Most new pieces are artificially distressed to imitate natural weathering and aging. There were obvious tool marks on our samples that resemble marks on vintage pieces. Most of the new painted pieces have a primer or filling coat that is visible under chips in the top coat of paint. Vintage folk art rarely has such primers or fillers.
New pieces shown in this article range from $10 to $19 from reproduction wholesalers. The only marks on the new pieces were "Made In The Philippines" paper labels.
Fig. 1 New 14-inch woman with raised sword in carved and painted wood made in Indonesia. A direct copy the 19th century original in Fig. 2 including the colors of paint.
Fig. 2 The original 19th century carved and painted wood mast figure 18½ inches tall from the ship Lottie L. Thomas. Shown and documented in American Folk Sculpture by Robert Bishop.
Fig. 3 Reproduction of the original slaughterhouse trade sign shown in Fig. 4. The reproduction is only 14 inches across, obviously too small to be a practical outdoor sign. Three dimensional in cross section, made of soldered and painted sheet metal with a wood handle on the knife.
Fig. 4 Original full-sized 19th century three dimensional outdoor slaughterhouse sign. The original is made entirely of carved and painted wood. This is a well known sign in the collection of the National Gallery of Art.
Figs. 5-6 New whirligig figure of carved and painted wood, 14 inches to top of hat. The arms, or blades, are two separate unconnected pieces. The blades can be posed, but cannot spin as a functional whirligig would (Figs. 7-8).

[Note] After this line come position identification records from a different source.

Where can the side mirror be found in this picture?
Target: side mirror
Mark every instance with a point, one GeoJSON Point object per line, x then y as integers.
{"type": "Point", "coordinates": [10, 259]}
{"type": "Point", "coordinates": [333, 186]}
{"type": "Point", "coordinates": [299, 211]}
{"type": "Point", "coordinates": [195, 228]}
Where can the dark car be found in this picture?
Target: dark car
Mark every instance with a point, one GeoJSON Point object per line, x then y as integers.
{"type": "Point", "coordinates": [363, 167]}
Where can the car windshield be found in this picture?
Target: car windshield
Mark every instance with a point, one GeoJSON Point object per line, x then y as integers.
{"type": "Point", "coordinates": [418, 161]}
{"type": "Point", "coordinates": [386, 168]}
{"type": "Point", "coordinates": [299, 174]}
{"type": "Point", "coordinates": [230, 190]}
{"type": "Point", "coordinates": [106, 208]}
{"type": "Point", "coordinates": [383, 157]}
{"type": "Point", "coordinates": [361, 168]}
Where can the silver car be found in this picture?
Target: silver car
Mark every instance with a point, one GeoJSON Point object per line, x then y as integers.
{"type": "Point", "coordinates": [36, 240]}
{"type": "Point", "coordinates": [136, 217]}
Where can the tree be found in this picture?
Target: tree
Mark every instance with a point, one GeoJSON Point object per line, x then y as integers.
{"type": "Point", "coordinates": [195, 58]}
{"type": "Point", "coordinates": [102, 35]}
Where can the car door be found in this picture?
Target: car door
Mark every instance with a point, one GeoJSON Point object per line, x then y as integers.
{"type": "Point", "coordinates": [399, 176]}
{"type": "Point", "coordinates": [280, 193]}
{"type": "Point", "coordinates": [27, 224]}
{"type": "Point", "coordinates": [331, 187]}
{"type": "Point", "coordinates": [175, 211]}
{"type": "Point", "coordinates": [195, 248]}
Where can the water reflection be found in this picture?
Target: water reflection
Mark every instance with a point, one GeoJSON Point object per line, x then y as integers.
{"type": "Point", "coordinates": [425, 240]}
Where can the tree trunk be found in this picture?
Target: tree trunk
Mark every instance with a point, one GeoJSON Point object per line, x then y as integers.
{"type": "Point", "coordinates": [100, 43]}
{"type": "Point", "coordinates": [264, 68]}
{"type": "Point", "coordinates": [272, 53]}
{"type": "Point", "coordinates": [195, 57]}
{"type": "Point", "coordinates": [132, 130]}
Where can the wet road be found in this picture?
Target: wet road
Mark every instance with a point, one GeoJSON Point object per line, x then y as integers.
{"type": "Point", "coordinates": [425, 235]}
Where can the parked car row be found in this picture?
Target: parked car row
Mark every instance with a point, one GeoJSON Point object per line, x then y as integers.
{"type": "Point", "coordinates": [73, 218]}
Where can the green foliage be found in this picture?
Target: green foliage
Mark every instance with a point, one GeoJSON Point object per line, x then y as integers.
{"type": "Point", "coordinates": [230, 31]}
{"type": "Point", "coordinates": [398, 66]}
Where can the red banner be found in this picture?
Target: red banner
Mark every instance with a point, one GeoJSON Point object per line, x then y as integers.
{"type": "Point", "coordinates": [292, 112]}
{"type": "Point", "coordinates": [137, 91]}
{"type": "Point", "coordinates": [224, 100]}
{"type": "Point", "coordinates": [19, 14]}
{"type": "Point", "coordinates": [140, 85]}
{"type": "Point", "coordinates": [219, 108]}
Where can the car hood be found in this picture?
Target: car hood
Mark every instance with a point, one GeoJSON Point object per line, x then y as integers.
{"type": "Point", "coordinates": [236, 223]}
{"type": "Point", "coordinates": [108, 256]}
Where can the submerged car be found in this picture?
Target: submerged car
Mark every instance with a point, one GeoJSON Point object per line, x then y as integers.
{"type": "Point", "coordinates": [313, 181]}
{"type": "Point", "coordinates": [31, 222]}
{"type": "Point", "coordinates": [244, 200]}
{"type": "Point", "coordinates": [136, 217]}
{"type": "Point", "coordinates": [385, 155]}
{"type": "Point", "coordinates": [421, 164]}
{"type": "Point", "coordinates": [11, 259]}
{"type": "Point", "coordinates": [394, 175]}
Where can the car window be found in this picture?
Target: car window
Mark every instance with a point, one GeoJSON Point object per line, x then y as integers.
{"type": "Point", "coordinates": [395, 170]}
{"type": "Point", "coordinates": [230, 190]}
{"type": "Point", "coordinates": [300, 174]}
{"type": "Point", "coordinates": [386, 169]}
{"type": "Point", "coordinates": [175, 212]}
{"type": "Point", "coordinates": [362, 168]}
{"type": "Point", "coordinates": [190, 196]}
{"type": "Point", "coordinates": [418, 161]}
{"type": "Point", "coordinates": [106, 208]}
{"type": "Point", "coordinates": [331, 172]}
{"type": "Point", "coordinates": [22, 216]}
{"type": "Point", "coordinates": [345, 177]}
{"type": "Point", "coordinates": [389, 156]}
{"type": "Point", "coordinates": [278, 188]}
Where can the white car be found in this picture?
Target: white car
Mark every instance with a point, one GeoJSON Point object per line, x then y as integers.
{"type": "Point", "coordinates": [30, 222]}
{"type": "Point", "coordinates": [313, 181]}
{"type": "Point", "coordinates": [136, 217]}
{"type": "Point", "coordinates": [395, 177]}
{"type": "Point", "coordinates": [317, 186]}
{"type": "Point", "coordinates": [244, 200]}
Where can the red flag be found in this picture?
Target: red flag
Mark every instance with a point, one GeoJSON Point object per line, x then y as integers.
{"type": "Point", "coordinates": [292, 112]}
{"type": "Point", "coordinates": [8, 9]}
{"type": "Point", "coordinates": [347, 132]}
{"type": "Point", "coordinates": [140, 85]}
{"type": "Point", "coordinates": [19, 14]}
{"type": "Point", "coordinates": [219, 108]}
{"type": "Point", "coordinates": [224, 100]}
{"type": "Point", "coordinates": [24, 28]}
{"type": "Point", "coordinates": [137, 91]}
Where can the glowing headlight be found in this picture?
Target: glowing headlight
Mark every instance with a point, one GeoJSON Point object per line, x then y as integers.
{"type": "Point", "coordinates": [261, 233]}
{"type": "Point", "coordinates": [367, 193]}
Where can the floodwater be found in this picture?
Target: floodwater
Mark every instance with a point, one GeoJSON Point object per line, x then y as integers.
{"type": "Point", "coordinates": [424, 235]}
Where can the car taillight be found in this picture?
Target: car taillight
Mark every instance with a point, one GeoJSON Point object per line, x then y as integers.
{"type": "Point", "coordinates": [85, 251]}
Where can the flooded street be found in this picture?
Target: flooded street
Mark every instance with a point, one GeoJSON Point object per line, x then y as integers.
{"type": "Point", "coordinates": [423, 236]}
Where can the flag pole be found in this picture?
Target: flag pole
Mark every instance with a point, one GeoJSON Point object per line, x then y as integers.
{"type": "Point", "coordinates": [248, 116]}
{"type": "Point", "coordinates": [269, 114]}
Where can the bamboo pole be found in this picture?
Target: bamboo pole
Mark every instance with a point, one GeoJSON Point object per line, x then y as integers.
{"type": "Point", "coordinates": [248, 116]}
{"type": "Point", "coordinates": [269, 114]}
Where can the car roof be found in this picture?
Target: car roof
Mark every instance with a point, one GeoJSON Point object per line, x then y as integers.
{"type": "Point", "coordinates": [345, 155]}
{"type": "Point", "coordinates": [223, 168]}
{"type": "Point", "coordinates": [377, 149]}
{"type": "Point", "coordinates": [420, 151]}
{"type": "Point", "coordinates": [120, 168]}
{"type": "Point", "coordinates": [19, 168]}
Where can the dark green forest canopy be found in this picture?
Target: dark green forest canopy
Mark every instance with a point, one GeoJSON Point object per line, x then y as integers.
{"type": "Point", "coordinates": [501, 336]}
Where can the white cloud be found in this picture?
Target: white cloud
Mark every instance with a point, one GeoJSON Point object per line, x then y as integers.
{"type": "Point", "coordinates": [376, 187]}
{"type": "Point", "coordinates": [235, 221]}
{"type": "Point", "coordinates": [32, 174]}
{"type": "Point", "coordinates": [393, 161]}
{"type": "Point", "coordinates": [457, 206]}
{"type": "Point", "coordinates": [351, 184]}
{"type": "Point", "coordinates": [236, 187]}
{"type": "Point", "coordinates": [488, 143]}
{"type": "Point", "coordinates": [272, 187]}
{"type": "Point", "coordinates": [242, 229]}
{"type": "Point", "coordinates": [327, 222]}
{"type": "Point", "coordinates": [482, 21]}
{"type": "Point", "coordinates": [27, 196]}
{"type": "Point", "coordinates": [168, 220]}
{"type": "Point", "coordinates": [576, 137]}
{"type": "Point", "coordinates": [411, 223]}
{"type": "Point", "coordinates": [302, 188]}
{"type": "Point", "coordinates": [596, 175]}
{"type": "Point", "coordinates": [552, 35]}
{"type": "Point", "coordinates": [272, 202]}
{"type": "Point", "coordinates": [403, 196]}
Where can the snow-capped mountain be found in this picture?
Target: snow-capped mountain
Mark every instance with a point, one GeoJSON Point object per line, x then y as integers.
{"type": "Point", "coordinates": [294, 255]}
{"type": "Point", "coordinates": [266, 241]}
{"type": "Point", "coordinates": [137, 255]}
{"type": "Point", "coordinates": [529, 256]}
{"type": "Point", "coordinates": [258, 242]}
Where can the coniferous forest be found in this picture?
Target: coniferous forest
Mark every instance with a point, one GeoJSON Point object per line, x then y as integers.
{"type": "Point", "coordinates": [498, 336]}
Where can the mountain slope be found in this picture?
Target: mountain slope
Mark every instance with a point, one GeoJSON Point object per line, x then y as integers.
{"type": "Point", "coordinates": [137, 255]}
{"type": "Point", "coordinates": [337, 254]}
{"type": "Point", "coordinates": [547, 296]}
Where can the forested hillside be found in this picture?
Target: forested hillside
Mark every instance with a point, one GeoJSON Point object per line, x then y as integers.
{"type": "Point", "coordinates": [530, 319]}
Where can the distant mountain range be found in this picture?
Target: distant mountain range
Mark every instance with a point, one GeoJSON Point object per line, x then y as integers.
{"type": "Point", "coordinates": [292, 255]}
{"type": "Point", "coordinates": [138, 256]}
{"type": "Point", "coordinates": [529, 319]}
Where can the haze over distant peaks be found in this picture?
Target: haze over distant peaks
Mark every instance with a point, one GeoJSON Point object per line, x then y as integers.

Figs. 7-8 Blades on authentic functional whirligigs are joined by a connecting rod or axle as shown in Fig. 8. Each blade is positioned 180 degrees from the other. Turning one blade turns the opposite blade. Unlike originals, many reproduction whirligigs are made with two separate unconnected blades which are independently moveable as shown in Fig. 7. New blades are usually attached to the body with a short rod, a pin or simple nail.
Figs. 9-10 New 12-inch man in carved and painted wood. Jointed at shoulders and elbows. Very distressed surface. Detail of head shown in Fig. 9.
Fig. 11 Carved and painted wood pig hinged box, 9 × 5 inches. Solid body is hollowed out; legs and ears are attached.
Fig. 12 New mechanical box, 5 × 4 inches. Pressing the cat's tail raises the lid. The jointed cat's body is cast resin (plastic); the box is wood.
Fig. 13 Most of the new carvings from Indonesia have a thick layer of filler or primer underneath the top coat of paint. This primer layer is white as shown in the example above, or red. The primer coat fills in the pitted surface of the Philippine mahogany used for the new carvings. Chips in the top coat of paint reveal the primer below. Very few genuine pieces of home-made American folk art have primer or filler coats.
Fig. 14 Almost all the new carvings show numerous tool marks like this example. Tool marks alone are not a guarantee of age.
Fig. 15 A few new carvings, like this example, do not have primer coats. Paint chips in artificially worn surface of new pieces without primer coats reveal bare wood underneath.